Failure to Notify Resident Representative of Repeated Changes in Condition
Penalty
Summary
The deficiency involves the facility’s failure to notify a resident’s Conservator of Person (COP) of significant changes in the resident’s condition over an eight-day period, as required by facility policy. The resident had multiple serious diagnoses, including heart failure, atrial fibrillation, sick sinus syndrome, atherosclerotic heart disease, COPD, and Alzheimer’s disease, and was care planned for monitoring of cardiac status, abnormal breath sounds, difficulty breathing, and signs of heart failure. The resident was cognitively intact per a quarterly MDS, with a BIMS score of 14, and required extensive assistance with ADLs. On one date, APRN #1 was asked to evaluate the resident due to respiratory symptoms and increased wheezing, continued cardiac medications, and ordered a chest x-ray, documenting that the plan was discussed with nursing. On another date, APRN #1 was again asked to evaluate the resident’s respiratory status, but the clinical record from that period did not show that the COP was notified of these changes in condition. Subsequently, nursing documentation showed that the resident became short of breath, with initially normal vital signs, then became hypoxic with an oxygen saturation of 72% on room air, which improved to 93% with 2L oxygen. APRN #1 was notified, administered IV Lasix 40 mg, and ordered STAT labs and a STAT chest x-ray, with continuation of oxygen. The nurse’s note for that event documented that the COP was notified of the change in condition. Later that same day, the resident’s death was pronounced, and the death certificate listed heart failure due to sick sinus syndrome and COPD as the primary cause of death. Review of the clinical record from the earlier dates through the date of death showed no documentation that the COP had been notified of the earlier changes in respiratory condition or the provider evaluations, despite facility policy requiring prompt notification of the resident’s representative for new treatment, acute conditions, deterioration in health, or exacerbation of chronic conditions. Interviews with the President of Clinical Services, APRN #1, and the ADON confirmed that nursing staff should have notified the COP and that the facility failed to follow its Notification of Change Policy during that period.

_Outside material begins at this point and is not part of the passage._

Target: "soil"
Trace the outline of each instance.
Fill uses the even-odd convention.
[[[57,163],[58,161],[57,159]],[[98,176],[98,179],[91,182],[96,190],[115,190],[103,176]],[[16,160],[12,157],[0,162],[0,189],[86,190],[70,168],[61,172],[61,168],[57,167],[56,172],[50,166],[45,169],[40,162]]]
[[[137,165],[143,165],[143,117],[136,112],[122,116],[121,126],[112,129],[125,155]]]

Failure to Complete Provider-Ordered Chest X-Ray for Resident with Respiratory Symptoms
Penalty
Summary
The deficiency involves the facility’s failure to ensure that a provider-ordered diagnostic test was obtained and documented for a resident experiencing respiratory symptoms and multiple cardiac and pulmonary comorbidities. The resident had diagnoses including heart failure, atrial fibrillation, sick sinus syndrome, atherosclerotic heart disease, COPD, and Alzheimer’s disease, and was care planned for monitoring abnormal breath sounds, difficulty breathing, and signs of heart failure. On 12/15/25, an APRN evaluated the resident for respiratory symptoms, noted increased wheezing, and ordered a chest x-ray, with the plan discussed with nursing. However, the clinical record from 12/15/25 to 12/23/25 contained no chest x-ray order and no documentation explaining why the chest x-ray was not performed, despite facility policy requiring licensed staff receiving verbal orders to enter them into the medical record and follow through with appropriate notifications. Subsequent provider notes on 12/18/25 documented reassessment of the resident’s respiratory status, with no acute cardiopulmonary process noted and no mention of the previously ordered chest x-ray. On 12/23/25, the APRN again evaluated the resident for increased respiratory distress, administered IV Lasix, and ordered a STAT chest x-ray and STAT labs. Nursing documentation that day showed the resident became hypoxic with an oxygen saturation of 72% on room air, was placed on 2L oxygen with improvement to 93%, and that the APRN was notified and provided additional orders. Later that evening, the resident’s death was pronounced. Interviews with the APRN and multiple nurses who worked on the relevant shifts revealed no one could recall receiving or entering the original chest x-ray order, and there was no documentation to indicate why the chest x-ray ordered on 12/15/25 was not completed, constituting a failure to provide necessary care and services according to provider orders.